Go for a shower or change into comfy clothes. This will give you time away from your bed and allow you to wash off the stress from the day. It also gives you the chance to have a change of scene.
‘Think of the other senses,’ says Tracy Forsyth, Executive Leadership and Wellbeing Coach.
‘If possible, at the end of the day, change the lighting to something more soothing, treat your olfactory senses to a different smell, such as a diffuser or candle and give your eyes a different view. If you’ve been scrunched over the computer, change your line of sight.’

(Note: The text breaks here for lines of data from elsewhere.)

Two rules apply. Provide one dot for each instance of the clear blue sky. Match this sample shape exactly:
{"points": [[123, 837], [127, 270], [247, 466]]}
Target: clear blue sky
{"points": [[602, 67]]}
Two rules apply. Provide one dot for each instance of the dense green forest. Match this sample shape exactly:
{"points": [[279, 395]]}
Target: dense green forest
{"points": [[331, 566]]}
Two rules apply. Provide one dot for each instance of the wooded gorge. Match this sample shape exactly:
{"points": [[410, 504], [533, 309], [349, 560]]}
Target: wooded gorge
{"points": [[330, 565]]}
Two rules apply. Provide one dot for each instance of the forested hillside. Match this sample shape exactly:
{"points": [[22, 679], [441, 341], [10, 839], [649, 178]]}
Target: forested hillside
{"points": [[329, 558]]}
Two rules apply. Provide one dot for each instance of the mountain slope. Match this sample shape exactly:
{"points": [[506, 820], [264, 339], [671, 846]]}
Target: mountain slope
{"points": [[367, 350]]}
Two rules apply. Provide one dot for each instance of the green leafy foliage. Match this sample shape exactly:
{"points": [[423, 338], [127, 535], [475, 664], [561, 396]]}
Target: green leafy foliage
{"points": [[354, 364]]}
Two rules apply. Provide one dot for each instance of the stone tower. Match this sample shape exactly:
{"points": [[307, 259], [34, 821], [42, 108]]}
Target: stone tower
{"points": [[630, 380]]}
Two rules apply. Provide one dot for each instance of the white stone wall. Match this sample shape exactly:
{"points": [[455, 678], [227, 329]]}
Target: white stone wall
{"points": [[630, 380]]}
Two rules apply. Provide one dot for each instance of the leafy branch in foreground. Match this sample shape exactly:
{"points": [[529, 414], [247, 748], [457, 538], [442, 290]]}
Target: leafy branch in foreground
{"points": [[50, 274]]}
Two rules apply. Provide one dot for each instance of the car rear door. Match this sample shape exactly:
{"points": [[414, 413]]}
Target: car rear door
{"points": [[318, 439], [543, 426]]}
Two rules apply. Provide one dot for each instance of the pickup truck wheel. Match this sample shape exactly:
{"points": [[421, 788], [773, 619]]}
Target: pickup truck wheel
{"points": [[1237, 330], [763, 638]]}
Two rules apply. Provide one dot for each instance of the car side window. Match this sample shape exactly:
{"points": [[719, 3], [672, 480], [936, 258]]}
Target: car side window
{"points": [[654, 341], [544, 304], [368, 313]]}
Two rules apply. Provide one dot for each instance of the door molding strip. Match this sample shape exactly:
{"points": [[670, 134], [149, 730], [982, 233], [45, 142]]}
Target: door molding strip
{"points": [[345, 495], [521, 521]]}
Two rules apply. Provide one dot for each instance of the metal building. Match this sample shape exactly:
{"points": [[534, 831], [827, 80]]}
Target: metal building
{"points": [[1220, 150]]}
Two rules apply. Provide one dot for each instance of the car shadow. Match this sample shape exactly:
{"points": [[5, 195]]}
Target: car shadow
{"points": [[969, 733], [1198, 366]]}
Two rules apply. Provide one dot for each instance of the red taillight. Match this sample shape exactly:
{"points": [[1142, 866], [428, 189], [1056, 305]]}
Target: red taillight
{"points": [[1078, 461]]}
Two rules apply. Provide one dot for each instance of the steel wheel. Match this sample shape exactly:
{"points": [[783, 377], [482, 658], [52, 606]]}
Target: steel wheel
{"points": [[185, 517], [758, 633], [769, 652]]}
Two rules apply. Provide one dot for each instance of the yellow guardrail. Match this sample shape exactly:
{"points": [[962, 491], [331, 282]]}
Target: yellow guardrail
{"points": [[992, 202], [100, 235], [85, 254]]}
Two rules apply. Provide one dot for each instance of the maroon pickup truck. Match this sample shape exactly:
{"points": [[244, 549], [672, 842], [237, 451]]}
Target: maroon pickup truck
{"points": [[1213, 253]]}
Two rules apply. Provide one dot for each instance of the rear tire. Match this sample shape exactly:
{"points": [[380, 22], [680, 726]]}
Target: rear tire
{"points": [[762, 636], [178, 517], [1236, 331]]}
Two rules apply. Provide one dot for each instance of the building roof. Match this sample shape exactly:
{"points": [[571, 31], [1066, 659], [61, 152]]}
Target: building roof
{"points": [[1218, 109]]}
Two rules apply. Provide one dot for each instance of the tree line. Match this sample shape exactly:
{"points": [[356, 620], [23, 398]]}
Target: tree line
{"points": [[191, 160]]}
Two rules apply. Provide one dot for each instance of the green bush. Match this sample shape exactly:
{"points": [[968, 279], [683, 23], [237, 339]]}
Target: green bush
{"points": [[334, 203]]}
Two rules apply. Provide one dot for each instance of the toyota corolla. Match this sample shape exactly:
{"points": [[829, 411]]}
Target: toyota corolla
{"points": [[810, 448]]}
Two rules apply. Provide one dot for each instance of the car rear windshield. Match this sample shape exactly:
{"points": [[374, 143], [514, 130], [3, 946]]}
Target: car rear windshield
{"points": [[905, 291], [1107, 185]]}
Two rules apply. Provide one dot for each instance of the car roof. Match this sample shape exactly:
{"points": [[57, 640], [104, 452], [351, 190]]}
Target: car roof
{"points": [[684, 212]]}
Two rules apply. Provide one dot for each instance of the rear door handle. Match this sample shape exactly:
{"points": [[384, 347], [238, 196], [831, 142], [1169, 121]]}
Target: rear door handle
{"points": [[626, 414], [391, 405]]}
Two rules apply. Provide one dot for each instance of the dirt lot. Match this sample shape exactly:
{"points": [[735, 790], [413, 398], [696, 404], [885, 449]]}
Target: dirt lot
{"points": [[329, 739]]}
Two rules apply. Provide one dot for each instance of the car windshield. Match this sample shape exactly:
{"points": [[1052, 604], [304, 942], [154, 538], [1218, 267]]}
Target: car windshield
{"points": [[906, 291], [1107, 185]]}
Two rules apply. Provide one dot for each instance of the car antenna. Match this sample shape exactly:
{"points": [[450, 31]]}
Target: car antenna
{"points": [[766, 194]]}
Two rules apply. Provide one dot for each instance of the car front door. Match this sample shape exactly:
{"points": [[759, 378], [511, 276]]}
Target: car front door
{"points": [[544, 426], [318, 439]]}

Tracy also suggests playing some music to signify the end of the day because ‘music can create such an impact and change of scene.’
What should companies do?
Paula says we also need to put some responsibility onto our employers to encourage a work/life balance.
‘They should offer a flexible work schedule,’ she explains. ‘Flexibility can lead to significant improvements in overall productivity, raises staff morale and leads to better job retention in the long-term.
‘When flexible work arrangements work, people are often less tired and better rested, reducing the risks of fatigue, burnout and stress.’
She also says that companies should be prioritising the well-being of their employees.